Into the Fire

Written by Manda Scott
Review by Nancy Henshaw

1429: France has been ravaged by long-drawn-out war with England. Tomas Rustbeard is a double agent, his present task to discredit the Maid – France’s most revered woman – reveal her as a heretic and blasphemer, deserving death by burning. He becomes the Maid’s trusted companion but is increasingly puzzled. She is a leader, her courage beyond human. Even her warhorse, the fiendish Xenophon, adores her. In battle the Maid more than equals the King’s greatest knights.
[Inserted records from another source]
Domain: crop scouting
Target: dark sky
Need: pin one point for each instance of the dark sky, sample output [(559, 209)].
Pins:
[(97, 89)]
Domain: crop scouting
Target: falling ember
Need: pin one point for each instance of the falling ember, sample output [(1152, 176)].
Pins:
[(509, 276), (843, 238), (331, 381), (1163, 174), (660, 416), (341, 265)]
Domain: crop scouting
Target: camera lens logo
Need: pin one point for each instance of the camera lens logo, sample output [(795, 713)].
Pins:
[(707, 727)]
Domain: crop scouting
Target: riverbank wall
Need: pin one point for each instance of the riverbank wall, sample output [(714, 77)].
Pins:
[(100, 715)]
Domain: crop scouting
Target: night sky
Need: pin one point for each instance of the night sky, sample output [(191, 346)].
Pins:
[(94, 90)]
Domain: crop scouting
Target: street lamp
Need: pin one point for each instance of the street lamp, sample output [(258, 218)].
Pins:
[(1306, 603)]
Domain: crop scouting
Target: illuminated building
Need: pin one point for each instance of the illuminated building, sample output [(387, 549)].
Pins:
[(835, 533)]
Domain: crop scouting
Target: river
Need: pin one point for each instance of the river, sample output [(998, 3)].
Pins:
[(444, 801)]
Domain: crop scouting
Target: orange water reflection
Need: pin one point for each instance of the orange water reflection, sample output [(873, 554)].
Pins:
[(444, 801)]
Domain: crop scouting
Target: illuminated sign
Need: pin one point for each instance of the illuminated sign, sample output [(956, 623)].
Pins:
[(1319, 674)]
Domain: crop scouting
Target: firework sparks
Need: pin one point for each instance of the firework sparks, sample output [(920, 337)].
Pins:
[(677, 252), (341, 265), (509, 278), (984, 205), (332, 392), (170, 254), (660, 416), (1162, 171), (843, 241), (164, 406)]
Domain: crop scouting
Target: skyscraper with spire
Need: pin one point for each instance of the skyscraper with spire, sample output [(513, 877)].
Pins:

Inspirational but who, or what, can she be?

In Orleans in 2014, on the eve of a bitterly fought election which will seal the city’s future, Police Capitaine Ines Picaut and her team investigate fires of a ferocity that leaves no clues – until the autopsy of an incinerated human body reveals a thumb drive, a precious message swallowed by the victim, but so encoded that even Picaut’s most brilliant codebreaker will need time to decipher it. Meantime, why has the Church been ordering the burning of royal bones?

This marvellous book presents readers with an overflowing cornucopia of romance, horror, mounting anguish and two layers of baffling, disturbing mystery enlivened by a crowd of all-too-human people, ancient and modern. It is exceptionally well paced, and altogether a real treat.